La Boetie’nin tam olarak monarkomaklar içinde değerlendirilmesi çok doğru olmayacaktır. Çünkü kabul ettiği siyasal sistem monarşiyi reddetmemekte, aksine savunmaktadır. Peki neden La Boetie hep monarkomak olarak bilinmiş, öyle kabul edilmiştir? Bunun teorik nedeni, savunduğu fikirlerin, o dönem krallıklara ve kiliseye karşı mücadele edenlerin kullanmasına müsait olması, yani Protestan direnişçilerin savunduğu fikirlere paralel fikirler savunmasıdır. Pratik neden ise Saint Barthelemy katliamı veya kıyımı olarak bilinen hadisenin tetiklediği karşı olaylarda, La Boetie’nin kitabının bir propaganda aracı olarak kullanılmasıdır.

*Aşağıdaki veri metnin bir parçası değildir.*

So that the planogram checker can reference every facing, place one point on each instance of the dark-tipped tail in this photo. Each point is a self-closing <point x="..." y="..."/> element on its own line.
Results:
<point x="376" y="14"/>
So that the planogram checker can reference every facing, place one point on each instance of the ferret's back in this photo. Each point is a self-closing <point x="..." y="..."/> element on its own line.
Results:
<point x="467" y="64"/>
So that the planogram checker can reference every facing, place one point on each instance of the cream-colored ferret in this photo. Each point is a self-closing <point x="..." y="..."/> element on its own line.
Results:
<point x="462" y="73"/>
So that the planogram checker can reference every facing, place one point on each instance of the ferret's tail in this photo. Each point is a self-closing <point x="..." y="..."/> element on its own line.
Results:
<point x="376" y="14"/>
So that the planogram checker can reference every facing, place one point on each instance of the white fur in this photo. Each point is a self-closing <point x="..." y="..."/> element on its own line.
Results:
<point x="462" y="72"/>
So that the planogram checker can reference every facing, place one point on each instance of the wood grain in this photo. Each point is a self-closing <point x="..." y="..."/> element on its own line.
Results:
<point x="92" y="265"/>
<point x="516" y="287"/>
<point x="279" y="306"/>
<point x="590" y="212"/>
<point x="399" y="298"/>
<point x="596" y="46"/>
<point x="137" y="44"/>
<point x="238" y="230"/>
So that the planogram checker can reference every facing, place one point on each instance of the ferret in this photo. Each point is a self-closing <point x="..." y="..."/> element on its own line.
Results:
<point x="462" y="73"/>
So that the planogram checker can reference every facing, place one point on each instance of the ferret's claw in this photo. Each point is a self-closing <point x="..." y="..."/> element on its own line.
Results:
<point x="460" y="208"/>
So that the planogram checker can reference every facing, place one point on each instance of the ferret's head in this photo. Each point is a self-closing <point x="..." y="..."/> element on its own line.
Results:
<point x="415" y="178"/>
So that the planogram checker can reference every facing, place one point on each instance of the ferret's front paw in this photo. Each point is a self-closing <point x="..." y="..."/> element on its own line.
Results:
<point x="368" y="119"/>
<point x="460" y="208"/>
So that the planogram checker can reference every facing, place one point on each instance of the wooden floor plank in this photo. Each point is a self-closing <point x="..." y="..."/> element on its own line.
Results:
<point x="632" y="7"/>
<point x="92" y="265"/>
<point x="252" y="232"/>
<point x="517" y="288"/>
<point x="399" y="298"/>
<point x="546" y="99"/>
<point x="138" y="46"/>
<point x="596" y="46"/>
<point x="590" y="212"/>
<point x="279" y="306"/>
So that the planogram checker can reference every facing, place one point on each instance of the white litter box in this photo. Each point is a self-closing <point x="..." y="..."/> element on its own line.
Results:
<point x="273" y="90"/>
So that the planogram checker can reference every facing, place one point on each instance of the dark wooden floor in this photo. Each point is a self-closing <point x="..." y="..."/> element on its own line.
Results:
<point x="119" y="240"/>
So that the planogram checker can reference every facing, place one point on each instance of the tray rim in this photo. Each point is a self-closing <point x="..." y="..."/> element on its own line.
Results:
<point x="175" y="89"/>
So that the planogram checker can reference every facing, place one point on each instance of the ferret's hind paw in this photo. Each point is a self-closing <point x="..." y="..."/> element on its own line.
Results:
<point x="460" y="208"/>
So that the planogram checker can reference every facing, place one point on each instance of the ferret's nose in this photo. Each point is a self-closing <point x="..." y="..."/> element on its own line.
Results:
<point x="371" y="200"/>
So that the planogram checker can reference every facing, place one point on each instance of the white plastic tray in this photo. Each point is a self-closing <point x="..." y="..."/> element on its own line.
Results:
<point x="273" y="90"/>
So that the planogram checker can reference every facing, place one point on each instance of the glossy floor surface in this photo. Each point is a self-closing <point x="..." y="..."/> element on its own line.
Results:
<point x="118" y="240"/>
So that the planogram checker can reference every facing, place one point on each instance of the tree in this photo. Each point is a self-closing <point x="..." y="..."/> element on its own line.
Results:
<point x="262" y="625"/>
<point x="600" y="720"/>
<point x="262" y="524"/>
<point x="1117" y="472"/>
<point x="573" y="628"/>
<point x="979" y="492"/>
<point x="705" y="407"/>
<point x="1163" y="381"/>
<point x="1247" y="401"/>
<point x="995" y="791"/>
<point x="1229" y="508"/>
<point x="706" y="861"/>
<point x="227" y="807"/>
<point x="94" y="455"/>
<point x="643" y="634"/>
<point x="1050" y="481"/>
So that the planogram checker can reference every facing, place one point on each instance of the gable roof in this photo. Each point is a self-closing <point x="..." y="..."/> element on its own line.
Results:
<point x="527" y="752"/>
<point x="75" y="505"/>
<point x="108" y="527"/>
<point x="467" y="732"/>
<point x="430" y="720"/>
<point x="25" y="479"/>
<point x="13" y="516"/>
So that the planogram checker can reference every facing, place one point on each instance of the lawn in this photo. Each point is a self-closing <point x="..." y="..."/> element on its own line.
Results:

Etienne de La Boetie, insan doğasının özgürlük olduğunu ve aslında insanın, bu doğasını korumak istediğini ve köle veya kul olmak istemediğini belirtir. Ancak zaman içinde her toplumda bir şekilde oluşan iktidarlar insanın özgürlüğünü elinden alır ve insanı köleleştirir. İnsanın bu köleliği kabul etmesi esasta normal görünmese de iktidar olma durumu zamana yayılarak, insan köleliğin, doğasına uygun olmadığını bile fark etmez hāle gelir. Bu yöneten ve yönetilen ortamı insan doğasını yozlaştırır ve zaman içinde insan kul olmayı kabullenir, hatta arzu etmeye başlar. Bu noktadan sonra artık insanın siyasal yönetimi reddedip özgürleşmesi hemen hemen imkânsız hāle gelir.
La Boetie, devlete karşı bir kalkışmayı da öngörmez. Hele krala karşı bunun hiçbir anlamı yoktur. Çünkü insanlar özgürleşmeye, yani krala kulluk etmemeye karar verince, krallık zaten kendiliğinden ortadan kalkar. Ancak düşünür, insanların gönüllü köleliği arzular hāle geldikten sonra bunun neredeyse mümkün olmadığını belirtir. Ancak yine de her dönemde kölelikten en küçük bir tat almayan, tam olarak farkında olmasa da özgürlüğün tadını hisseden bilge insanların var olacağını ifade eder.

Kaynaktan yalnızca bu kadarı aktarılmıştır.